Now to move beyond that into situations where there are existing therapies, that's where there might be a need at some stage for the CAR-T field to go into more comparative type of studies. But the way we see right now, the first type of clinical work with ATA2271, this is addressing patients that have limited options and hence, having high-level of objective response rate as well as duration of response, means that this could be discussed with the FDA for potential submission there.

I don't know whether Jakob or AJ you want to add anything to that?

Jakob Dupont -- Executive Vice President & Global Head, Research & Development

Yeah. And I completely agree, Pascal, with the statement. And I do think in mesothelioma, there is a treatment paradigm focused, obviously, on chemotherapy.
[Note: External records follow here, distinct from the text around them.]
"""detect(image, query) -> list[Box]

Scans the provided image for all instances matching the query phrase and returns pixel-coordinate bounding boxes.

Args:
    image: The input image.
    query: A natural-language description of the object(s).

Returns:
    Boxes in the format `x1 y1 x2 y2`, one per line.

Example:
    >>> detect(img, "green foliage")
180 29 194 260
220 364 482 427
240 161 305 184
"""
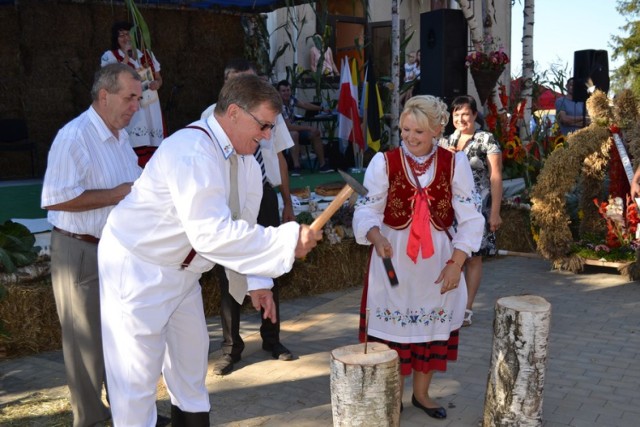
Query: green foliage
125 0 151 52
0 220 40 273
610 0 640 96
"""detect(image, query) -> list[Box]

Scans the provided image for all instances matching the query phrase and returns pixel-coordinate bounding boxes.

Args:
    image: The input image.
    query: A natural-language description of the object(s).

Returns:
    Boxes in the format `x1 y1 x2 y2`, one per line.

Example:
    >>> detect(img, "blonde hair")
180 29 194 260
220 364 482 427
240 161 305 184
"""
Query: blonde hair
400 95 449 137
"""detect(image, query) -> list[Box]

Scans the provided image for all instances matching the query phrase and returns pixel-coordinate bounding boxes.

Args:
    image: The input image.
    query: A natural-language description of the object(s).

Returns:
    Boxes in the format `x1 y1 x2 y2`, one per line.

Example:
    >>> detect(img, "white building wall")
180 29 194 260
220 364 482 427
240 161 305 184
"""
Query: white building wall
267 0 511 103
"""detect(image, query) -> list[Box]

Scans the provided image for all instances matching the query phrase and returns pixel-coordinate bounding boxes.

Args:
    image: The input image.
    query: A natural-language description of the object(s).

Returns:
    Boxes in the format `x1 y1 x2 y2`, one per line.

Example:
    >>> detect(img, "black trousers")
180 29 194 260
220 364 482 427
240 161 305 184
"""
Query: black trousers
214 184 280 358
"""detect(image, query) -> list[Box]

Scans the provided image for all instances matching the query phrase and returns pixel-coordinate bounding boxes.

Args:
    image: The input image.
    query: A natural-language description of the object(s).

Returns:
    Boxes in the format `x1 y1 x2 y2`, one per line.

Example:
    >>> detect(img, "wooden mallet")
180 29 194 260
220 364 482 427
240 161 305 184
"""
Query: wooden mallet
310 169 369 230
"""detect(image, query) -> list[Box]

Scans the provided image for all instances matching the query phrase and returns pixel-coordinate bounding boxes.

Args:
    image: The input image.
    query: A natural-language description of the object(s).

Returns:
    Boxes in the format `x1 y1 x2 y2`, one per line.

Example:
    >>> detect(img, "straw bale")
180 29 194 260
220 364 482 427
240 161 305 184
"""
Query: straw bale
496 206 536 252
0 279 61 357
200 239 368 317
0 239 368 358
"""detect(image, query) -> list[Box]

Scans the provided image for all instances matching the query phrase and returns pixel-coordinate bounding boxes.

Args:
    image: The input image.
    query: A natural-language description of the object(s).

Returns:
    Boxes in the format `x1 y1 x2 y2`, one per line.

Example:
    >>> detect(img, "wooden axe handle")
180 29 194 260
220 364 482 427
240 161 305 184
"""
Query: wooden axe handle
311 184 353 230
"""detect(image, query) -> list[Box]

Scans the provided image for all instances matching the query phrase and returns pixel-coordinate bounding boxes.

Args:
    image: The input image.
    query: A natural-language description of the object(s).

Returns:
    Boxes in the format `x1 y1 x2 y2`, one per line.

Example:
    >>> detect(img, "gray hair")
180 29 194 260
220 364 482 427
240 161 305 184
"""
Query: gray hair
91 62 142 101
214 74 282 114
400 95 449 136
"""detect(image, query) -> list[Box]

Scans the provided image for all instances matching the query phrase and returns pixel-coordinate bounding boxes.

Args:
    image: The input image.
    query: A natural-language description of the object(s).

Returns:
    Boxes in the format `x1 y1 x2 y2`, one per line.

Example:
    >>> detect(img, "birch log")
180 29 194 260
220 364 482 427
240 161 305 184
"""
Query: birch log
330 343 401 427
482 295 551 427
But we know the checkpoint inhibitors, the PD-1 access drugs do have activity here, but again, focusing on that unmet need, those patients that really don't have any more treatment options, that is the best path now.

As we've also described for ATA2271, it is a mesothelin antigen directed CAR T. It also has 1XX, which we think is going to be a preferred co-stimulatory domain for persistence and activity of that CAR. But the other key point here is that we've built in PD-1 dominant negative receptor into that CAR-T, so you're intrinsically providing and overcoming of the immune suppression that the mesothelioma is providing through PD-L1 tumor expression. So the fact that this is built into the cell, we think augments the chances of success here. But I think from a development standpoint, by far the clearest path to rapid approval is to go into a late-line unmet need population single-arm study response rate duration of response.
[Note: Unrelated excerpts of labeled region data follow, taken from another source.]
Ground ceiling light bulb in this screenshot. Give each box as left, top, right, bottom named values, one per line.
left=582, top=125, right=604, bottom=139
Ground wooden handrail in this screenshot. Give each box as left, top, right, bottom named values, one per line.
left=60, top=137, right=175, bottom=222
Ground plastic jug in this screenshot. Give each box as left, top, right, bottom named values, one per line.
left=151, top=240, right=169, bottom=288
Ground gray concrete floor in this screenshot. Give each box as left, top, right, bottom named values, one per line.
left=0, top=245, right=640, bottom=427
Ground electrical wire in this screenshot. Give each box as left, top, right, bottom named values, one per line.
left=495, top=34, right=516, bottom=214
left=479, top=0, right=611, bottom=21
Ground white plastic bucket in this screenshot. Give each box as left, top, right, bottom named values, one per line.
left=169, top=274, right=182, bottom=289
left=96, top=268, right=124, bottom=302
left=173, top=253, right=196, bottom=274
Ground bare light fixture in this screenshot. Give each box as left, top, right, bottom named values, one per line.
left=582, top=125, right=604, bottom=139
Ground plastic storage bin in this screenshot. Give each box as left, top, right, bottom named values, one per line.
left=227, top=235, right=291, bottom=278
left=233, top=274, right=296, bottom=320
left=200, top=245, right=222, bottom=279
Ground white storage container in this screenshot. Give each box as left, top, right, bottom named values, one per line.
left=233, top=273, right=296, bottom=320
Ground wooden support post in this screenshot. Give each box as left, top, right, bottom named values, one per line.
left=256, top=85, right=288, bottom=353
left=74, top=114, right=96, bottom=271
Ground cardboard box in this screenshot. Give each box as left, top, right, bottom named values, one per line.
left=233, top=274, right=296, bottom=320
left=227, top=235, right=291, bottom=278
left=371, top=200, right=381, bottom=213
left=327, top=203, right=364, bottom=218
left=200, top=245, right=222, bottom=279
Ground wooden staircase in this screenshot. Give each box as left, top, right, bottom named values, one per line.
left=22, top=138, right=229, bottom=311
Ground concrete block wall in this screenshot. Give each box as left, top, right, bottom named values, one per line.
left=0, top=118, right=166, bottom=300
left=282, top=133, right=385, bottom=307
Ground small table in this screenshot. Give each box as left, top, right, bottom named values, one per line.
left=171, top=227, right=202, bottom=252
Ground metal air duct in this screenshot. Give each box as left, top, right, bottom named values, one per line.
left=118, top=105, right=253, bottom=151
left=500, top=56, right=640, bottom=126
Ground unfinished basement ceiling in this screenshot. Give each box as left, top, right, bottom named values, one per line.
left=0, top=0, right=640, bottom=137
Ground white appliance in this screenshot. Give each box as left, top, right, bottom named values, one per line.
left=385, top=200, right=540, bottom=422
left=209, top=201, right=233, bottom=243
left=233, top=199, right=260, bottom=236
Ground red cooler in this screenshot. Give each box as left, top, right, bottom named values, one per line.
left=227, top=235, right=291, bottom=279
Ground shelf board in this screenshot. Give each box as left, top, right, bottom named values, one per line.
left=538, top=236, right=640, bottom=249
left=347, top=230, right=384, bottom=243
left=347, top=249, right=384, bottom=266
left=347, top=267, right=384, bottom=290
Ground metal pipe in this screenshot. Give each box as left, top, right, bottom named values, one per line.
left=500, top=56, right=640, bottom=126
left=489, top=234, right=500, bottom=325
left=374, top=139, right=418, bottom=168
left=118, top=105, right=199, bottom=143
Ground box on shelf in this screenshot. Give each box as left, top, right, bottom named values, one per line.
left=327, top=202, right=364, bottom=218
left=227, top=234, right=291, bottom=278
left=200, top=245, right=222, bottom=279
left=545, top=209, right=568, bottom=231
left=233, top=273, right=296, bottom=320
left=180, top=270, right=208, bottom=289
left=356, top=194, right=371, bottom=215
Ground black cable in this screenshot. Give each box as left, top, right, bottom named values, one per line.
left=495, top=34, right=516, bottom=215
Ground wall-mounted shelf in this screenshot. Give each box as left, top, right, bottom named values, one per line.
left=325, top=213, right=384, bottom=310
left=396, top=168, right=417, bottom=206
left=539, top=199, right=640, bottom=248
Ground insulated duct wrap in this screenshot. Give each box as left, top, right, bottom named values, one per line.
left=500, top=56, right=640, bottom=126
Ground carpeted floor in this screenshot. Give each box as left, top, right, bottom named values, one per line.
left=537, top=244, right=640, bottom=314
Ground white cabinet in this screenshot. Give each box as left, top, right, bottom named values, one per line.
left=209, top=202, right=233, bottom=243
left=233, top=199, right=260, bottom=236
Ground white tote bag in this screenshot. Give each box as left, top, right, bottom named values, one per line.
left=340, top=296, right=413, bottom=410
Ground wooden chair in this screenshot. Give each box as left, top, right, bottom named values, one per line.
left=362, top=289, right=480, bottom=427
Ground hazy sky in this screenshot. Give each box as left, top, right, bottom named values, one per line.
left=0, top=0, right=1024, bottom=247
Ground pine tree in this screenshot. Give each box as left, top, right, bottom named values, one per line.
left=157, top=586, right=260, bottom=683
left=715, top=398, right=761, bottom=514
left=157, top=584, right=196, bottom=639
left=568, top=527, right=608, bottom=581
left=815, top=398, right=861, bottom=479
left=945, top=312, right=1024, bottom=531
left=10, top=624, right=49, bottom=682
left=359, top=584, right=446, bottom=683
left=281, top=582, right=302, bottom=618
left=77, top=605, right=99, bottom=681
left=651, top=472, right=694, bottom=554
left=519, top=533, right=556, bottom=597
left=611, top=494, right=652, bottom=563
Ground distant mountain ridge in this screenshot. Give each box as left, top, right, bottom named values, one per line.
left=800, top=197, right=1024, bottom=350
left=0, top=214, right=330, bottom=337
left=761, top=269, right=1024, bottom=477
Phil Nadeau -- Cowen and Company -- Analyst

Perfect. That's very helpful. And then the last question is just a housekeeping question on financials. You had about $3.6 million in revenue this quarter from the Bayer collaboration. Was there anything special about the amount of activity you did for Bayer in Q1? Or should we assume some similar amount of revenue in all quarters going forward?

Utpal Koppikar -- Chief Financial Officer

Phil, it's Utpal. Thanks for that question. We have roughly $70 million of deferred revenue on our balance sheet, and it's going to be a bit choppy in terms of how this revenue gets recognized in the P&L. So as you start to model it out, it's a level of effort that we're putting into delivering on the commitments to Bayer. So this $70 million odd you should see come through the P&L over the next two to three years. That's what we should be looking for.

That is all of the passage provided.